I believe he did, but not much - and I don't know whether he agreed to pay them back to The Verve as Richards and Jagger have apparently now agreed to do. It is highly ironic, though, that the Jagger-Richards song in question, 'The Last Time' is also something of a rip-off itself for which the original writers were never credited. Furthermore, the riff in question was not even remotely creditable to Jagger or Richards in the first place, or even Andrew Loog Oldham, but was penned by the composer David Whitaker - and I'm not sure if he ever saw any royalties before his death in 2012. I was also unaware that The Verve did actually have permission to use the riff, though, which changes matters considerably - it seems they got shafted when it became apparent that the song was going stratospheric; the royalties for that track alone probably add up to more than most bands will ever make from their entire careers.
 
it seems they got shafted when it became apparent that the song was going stratospheric; the royalties for that track alone probably add up to more than most bands will ever make from their entire careers.

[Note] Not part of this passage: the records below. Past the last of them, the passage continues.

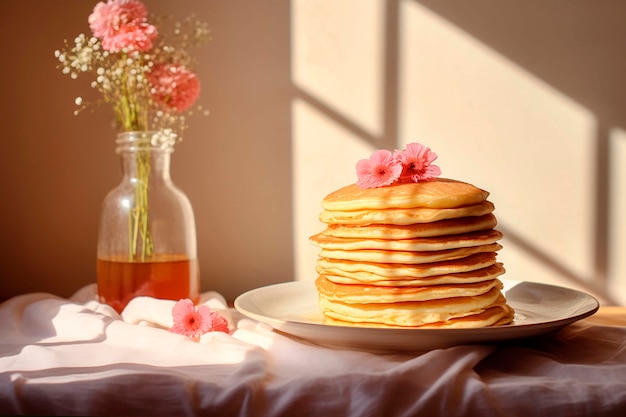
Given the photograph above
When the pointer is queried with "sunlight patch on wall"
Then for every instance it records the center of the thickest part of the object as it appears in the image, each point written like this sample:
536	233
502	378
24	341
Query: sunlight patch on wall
323	159
338	59
617	219
499	127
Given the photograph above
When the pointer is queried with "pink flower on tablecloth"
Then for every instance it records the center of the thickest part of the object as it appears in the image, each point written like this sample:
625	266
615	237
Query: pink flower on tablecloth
122	24
174	86
416	162
194	321
379	170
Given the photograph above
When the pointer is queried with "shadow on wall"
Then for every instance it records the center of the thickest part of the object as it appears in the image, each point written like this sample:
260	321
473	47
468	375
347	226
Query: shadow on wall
575	48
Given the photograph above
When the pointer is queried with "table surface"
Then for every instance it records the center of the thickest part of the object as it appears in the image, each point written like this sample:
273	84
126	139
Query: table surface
78	357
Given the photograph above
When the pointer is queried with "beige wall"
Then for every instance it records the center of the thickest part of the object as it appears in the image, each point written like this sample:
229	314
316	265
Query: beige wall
524	99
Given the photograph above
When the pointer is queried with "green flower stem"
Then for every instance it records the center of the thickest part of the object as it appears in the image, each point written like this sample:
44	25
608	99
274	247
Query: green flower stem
141	245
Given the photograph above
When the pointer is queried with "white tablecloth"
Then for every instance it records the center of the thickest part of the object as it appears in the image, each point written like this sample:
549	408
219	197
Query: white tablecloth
78	357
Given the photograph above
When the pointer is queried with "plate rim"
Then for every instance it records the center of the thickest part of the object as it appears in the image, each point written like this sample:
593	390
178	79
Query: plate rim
473	335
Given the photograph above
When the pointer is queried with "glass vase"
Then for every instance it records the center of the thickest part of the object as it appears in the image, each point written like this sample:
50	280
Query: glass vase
147	235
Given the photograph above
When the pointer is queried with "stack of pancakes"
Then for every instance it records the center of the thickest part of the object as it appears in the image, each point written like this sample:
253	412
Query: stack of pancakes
412	255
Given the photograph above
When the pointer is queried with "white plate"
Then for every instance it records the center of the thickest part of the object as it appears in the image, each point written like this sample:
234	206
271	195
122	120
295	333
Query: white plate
292	308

Might versus right, and yet another highly questionable 'origin' decision over musical ownership. If you can afford to question it, that is.
 
I was also unaware that The Verve did actually have permission to use the riff, though, which changes matters considerably
Yeah, one of the versions of the story I heard (and the one I would lead with when passing it on) was that the person who was supposed to actually get the permission said he did when he really didn't.